La mujer contestó cuando acabó de firmar.
—Era un hombre muy bueno.
El sacerdote miró alternativamente a la mujer y a la niña y comprobó con una especie
de piadoso estupor que no estaban a punto de llorar.
La mujer continuó inalterable:
—Yo le decía que nunca robara nada que le hiciera falta a alguien para comer, y él
me hacía caso. En cambio, antes, cuando boxeaba, pasaba tres días en la cama postrado por
los golpes.
—Se tuvo que sacar todos los dientes —intervino la niña.
—Así es—confirmó la mujer—. Cada bocado que comía en ese tiempo me sabía a
los porrazos que le daban a mi hijo los sábados a la noche.
—La voluntad de Dios es inescrutable —dijo el padre.
Desde antes de abrir la puerta de la calle el padre se dio cuenta de que había alguien
mirando hacia adentro, las narices aplastadas contra la red metálica. Era un grupo de niños.
Cuando la puerta se abrió por completo los niños se dispersaron. Suavemente volvió a
cerrar la puerta.
—Esperen un minuto —dijo, sin mirar a la mujer.

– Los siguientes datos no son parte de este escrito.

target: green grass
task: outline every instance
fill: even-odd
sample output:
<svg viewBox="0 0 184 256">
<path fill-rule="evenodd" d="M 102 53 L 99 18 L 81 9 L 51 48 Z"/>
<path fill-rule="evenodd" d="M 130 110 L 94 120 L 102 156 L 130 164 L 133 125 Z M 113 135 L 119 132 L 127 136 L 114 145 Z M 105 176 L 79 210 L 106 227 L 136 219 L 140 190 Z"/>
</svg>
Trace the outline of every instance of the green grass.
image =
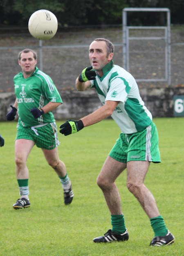
<svg viewBox="0 0 184 256">
<path fill-rule="evenodd" d="M 166 224 L 175 235 L 170 246 L 150 247 L 150 221 L 126 187 L 126 172 L 117 181 L 130 239 L 96 244 L 92 239 L 111 228 L 110 216 L 96 178 L 120 130 L 112 120 L 69 136 L 59 134 L 60 159 L 67 167 L 75 194 L 63 203 L 58 178 L 40 149 L 29 156 L 29 208 L 15 210 L 19 197 L 14 161 L 16 123 L 1 122 L 5 145 L 0 149 L 0 256 L 176 256 L 183 255 L 183 118 L 155 119 L 162 162 L 151 164 L 145 179 Z M 63 121 L 57 122 L 58 126 Z"/>
</svg>

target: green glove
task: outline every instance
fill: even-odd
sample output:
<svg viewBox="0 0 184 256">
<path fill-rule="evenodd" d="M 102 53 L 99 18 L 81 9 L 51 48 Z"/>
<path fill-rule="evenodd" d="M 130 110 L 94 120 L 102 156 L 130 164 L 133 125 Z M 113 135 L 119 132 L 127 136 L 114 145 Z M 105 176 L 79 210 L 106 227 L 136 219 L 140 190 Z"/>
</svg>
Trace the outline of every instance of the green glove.
<svg viewBox="0 0 184 256">
<path fill-rule="evenodd" d="M 83 69 L 81 73 L 79 76 L 79 82 L 83 82 L 89 80 L 94 80 L 96 74 L 94 70 L 91 70 L 92 68 L 93 67 L 90 66 L 90 67 Z"/>
<path fill-rule="evenodd" d="M 70 119 L 60 126 L 59 128 L 61 128 L 59 132 L 64 134 L 65 136 L 67 136 L 77 133 L 84 128 L 84 125 L 81 120 L 75 121 Z"/>
</svg>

Su hermana apareció en la puerta del fondo, con una chaqueta negra sobre la camisa
de dormir y el cabello suelto en los hombros. Miró al padre en silencio.
—Qué fue? —preguntó el.
—La gente se ha dado cuenta —murmuró su hermana.
—Es mejor que salgan por la puerta del patio —dijo el padre.

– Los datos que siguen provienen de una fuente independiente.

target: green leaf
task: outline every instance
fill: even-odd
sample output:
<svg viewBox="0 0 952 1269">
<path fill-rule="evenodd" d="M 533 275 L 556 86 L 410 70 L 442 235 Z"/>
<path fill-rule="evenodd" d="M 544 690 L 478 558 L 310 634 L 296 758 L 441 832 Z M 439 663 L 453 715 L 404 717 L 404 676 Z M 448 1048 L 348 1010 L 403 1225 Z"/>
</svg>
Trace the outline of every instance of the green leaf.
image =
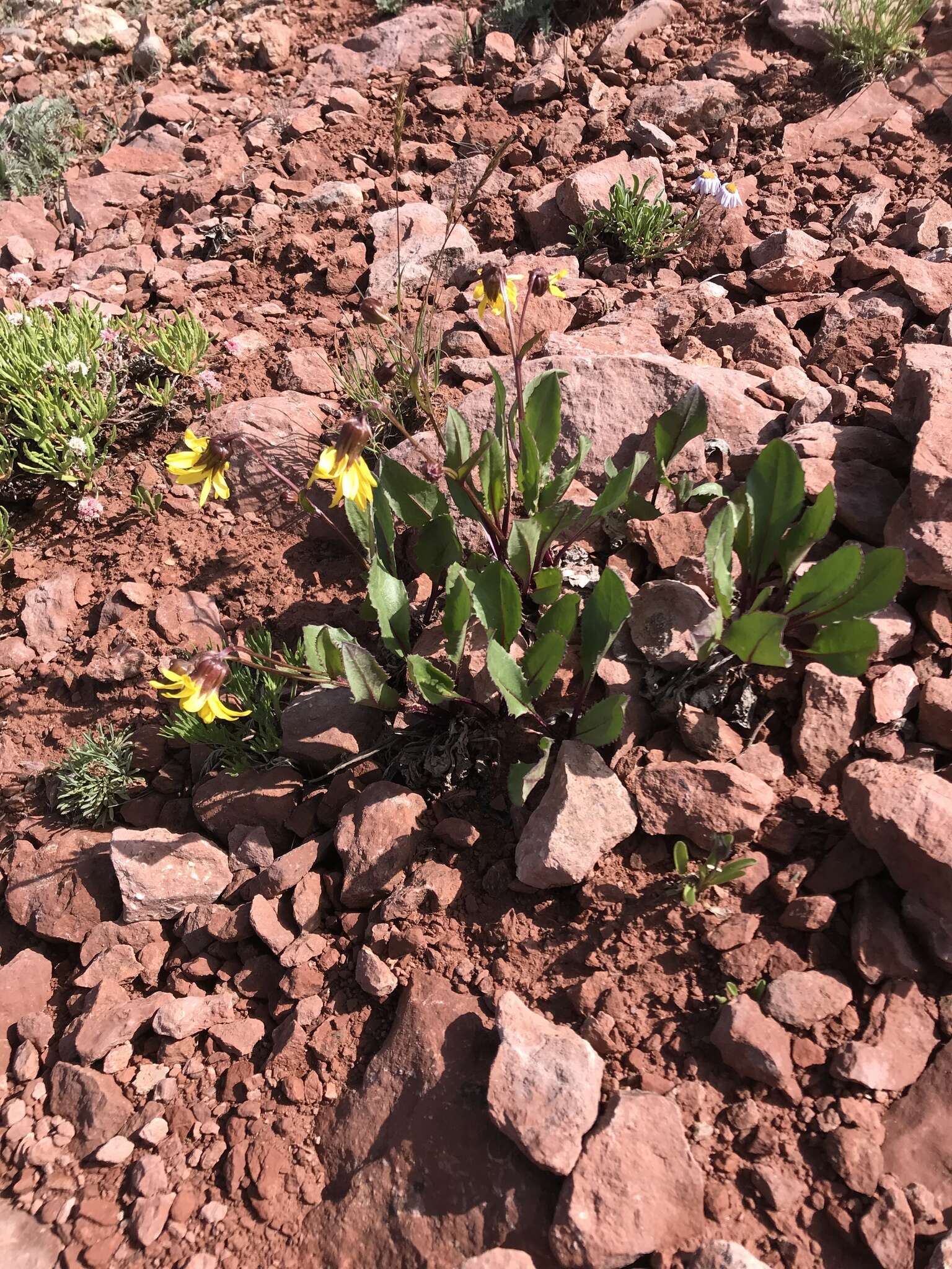
<svg viewBox="0 0 952 1269">
<path fill-rule="evenodd" d="M 447 574 L 447 593 L 443 602 L 443 633 L 447 640 L 447 655 L 453 665 L 458 665 L 466 645 L 466 629 L 472 613 L 470 588 L 462 570 L 451 567 Z"/>
<path fill-rule="evenodd" d="M 383 499 L 381 499 L 381 501 L 383 501 Z M 347 522 L 350 525 L 354 537 L 360 543 L 364 549 L 364 555 L 369 560 L 373 556 L 374 547 L 377 546 L 377 534 L 373 529 L 373 503 L 368 503 L 363 511 L 360 511 L 352 499 L 345 497 L 344 510 L 347 513 Z"/>
<path fill-rule="evenodd" d="M 550 631 L 529 647 L 519 666 L 526 679 L 529 700 L 542 695 L 555 678 L 564 656 L 565 638 L 559 631 Z"/>
<path fill-rule="evenodd" d="M 562 426 L 562 390 L 559 385 L 565 371 L 543 371 L 526 387 L 526 428 L 532 434 L 542 468 L 555 453 Z"/>
<path fill-rule="evenodd" d="M 605 487 L 589 508 L 589 515 L 611 515 L 612 511 L 617 511 L 628 496 L 631 486 L 635 483 L 635 477 L 646 462 L 647 454 L 642 452 L 635 456 L 635 462 L 628 467 L 623 467 L 614 476 L 609 476 Z"/>
<path fill-rule="evenodd" d="M 447 443 L 447 467 L 457 471 L 472 452 L 472 438 L 466 419 L 451 406 L 447 406 L 447 421 L 443 425 Z"/>
<path fill-rule="evenodd" d="M 561 569 L 539 569 L 536 576 L 532 579 L 532 590 L 529 591 L 529 599 L 545 608 L 548 604 L 553 604 L 556 599 L 562 593 L 562 570 Z"/>
<path fill-rule="evenodd" d="M 655 462 L 663 476 L 668 464 L 682 449 L 707 431 L 707 401 L 704 393 L 692 383 L 670 410 L 665 410 L 655 423 Z"/>
<path fill-rule="evenodd" d="M 556 472 L 552 480 L 542 487 L 542 492 L 538 497 L 539 509 L 555 506 L 556 503 L 561 503 L 569 486 L 575 480 L 579 467 L 581 467 L 585 462 L 589 449 L 592 449 L 592 442 L 589 438 L 579 437 L 579 450 L 575 454 L 575 458 L 572 458 L 567 467 L 562 467 L 560 472 Z"/>
<path fill-rule="evenodd" d="M 451 563 L 459 563 L 463 551 L 449 515 L 434 515 L 429 524 L 424 524 L 416 537 L 414 555 L 434 585 Z"/>
<path fill-rule="evenodd" d="M 496 437 L 490 437 L 486 452 L 480 459 L 480 485 L 482 486 L 482 505 L 498 520 L 505 506 L 505 454 Z"/>
<path fill-rule="evenodd" d="M 367 574 L 367 595 L 377 614 L 383 646 L 399 656 L 410 651 L 410 599 L 406 586 L 374 558 Z"/>
<path fill-rule="evenodd" d="M 783 613 L 748 613 L 730 623 L 721 643 L 750 665 L 787 666 L 791 656 L 781 643 L 786 624 Z"/>
<path fill-rule="evenodd" d="M 545 779 L 551 749 L 552 741 L 548 736 L 542 736 L 538 742 L 539 756 L 534 763 L 513 763 L 509 768 L 506 786 L 513 806 L 526 806 L 529 793 Z"/>
<path fill-rule="evenodd" d="M 380 487 L 404 524 L 420 529 L 434 515 L 444 514 L 447 500 L 432 481 L 415 476 L 392 458 L 381 459 Z"/>
<path fill-rule="evenodd" d="M 581 674 L 586 684 L 630 613 L 622 579 L 613 569 L 605 569 L 581 610 Z"/>
<path fill-rule="evenodd" d="M 447 700 L 459 699 L 459 693 L 449 675 L 438 670 L 425 656 L 415 654 L 407 656 L 406 670 L 410 680 L 416 684 L 416 690 L 428 704 L 442 706 Z"/>
<path fill-rule="evenodd" d="M 711 575 L 711 585 L 724 617 L 734 612 L 734 579 L 731 561 L 734 560 L 734 538 L 737 532 L 740 510 L 734 503 L 726 503 L 711 520 L 704 538 L 704 558 Z"/>
<path fill-rule="evenodd" d="M 522 626 L 522 599 L 515 579 L 499 560 L 493 560 L 482 572 L 470 574 L 472 604 L 486 633 L 508 651 Z"/>
<path fill-rule="evenodd" d="M 803 655 L 821 661 L 834 674 L 866 674 L 878 648 L 880 632 L 873 623 L 866 617 L 850 617 L 817 631 Z"/>
<path fill-rule="evenodd" d="M 575 632 L 580 603 L 581 596 L 576 595 L 575 591 L 569 591 L 561 599 L 556 599 L 552 607 L 547 608 L 536 623 L 536 638 L 542 638 L 550 631 L 559 631 L 567 643 Z"/>
<path fill-rule="evenodd" d="M 906 575 L 905 551 L 899 547 L 880 547 L 863 556 L 859 579 L 831 608 L 811 613 L 819 624 L 842 622 L 848 617 L 869 617 L 881 612 L 896 598 Z"/>
<path fill-rule="evenodd" d="M 509 563 L 513 566 L 517 576 L 524 582 L 528 582 L 529 577 L 532 577 L 532 571 L 536 567 L 541 538 L 542 529 L 539 522 L 534 516 L 531 520 L 513 522 L 509 530 L 506 552 Z"/>
<path fill-rule="evenodd" d="M 764 445 L 748 475 L 746 492 L 753 506 L 748 570 L 759 581 L 803 505 L 803 467 L 793 447 L 779 439 Z"/>
<path fill-rule="evenodd" d="M 863 552 L 859 547 L 840 547 L 797 577 L 783 612 L 807 617 L 829 608 L 853 588 L 862 567 Z"/>
<path fill-rule="evenodd" d="M 526 678 L 515 659 L 493 638 L 486 646 L 486 669 L 495 685 L 503 693 L 503 699 L 513 718 L 524 714 L 532 699 L 529 689 L 526 685 Z"/>
<path fill-rule="evenodd" d="M 336 626 L 305 626 L 301 631 L 301 641 L 308 670 L 329 679 L 339 679 L 344 673 L 340 648 L 344 643 L 352 642 L 353 637 L 348 631 L 341 631 Z"/>
<path fill-rule="evenodd" d="M 680 876 L 685 877 L 688 872 L 688 864 L 691 863 L 691 855 L 688 853 L 688 845 L 685 841 L 674 843 L 674 871 Z"/>
<path fill-rule="evenodd" d="M 524 423 L 519 423 L 519 459 L 515 464 L 515 485 L 522 494 L 526 510 L 532 514 L 538 501 L 541 463 L 536 438 Z"/>
<path fill-rule="evenodd" d="M 797 523 L 790 528 L 777 549 L 777 558 L 783 570 L 783 580 L 790 581 L 806 558 L 811 547 L 823 542 L 830 532 L 836 515 L 836 494 L 833 485 L 826 485 L 816 495 L 812 506 L 807 506 Z"/>
<path fill-rule="evenodd" d="M 613 692 L 609 697 L 592 706 L 575 723 L 575 739 L 593 745 L 611 745 L 618 740 L 625 725 L 625 704 L 627 695 L 623 692 Z"/>
<path fill-rule="evenodd" d="M 396 709 L 400 697 L 387 681 L 387 674 L 380 662 L 359 643 L 341 643 L 340 655 L 344 662 L 350 694 L 359 706 L 374 709 Z"/>
</svg>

—Es lo mismo —dijo su hermana—. Todo el mundo está en las ventanas.
La mujer parecía no haber comprendido hasta entonces. Trató de ver la calle a través
de la red metálica. Luego le quitó el ramo de flores a la niña y empezó a moverse hacia la
puerta. La niña siguió.
—Esperen a que baje el sol —dijo el padre.
—Se van a derretir —dijo su hermana, inmóvil en el fondo de la sala—. Espérense y
les presto una sombrilla.
—Gracias —replicó la mujer—. Así vamos bien.
Tomó a la niña de la mano y salió a la calle.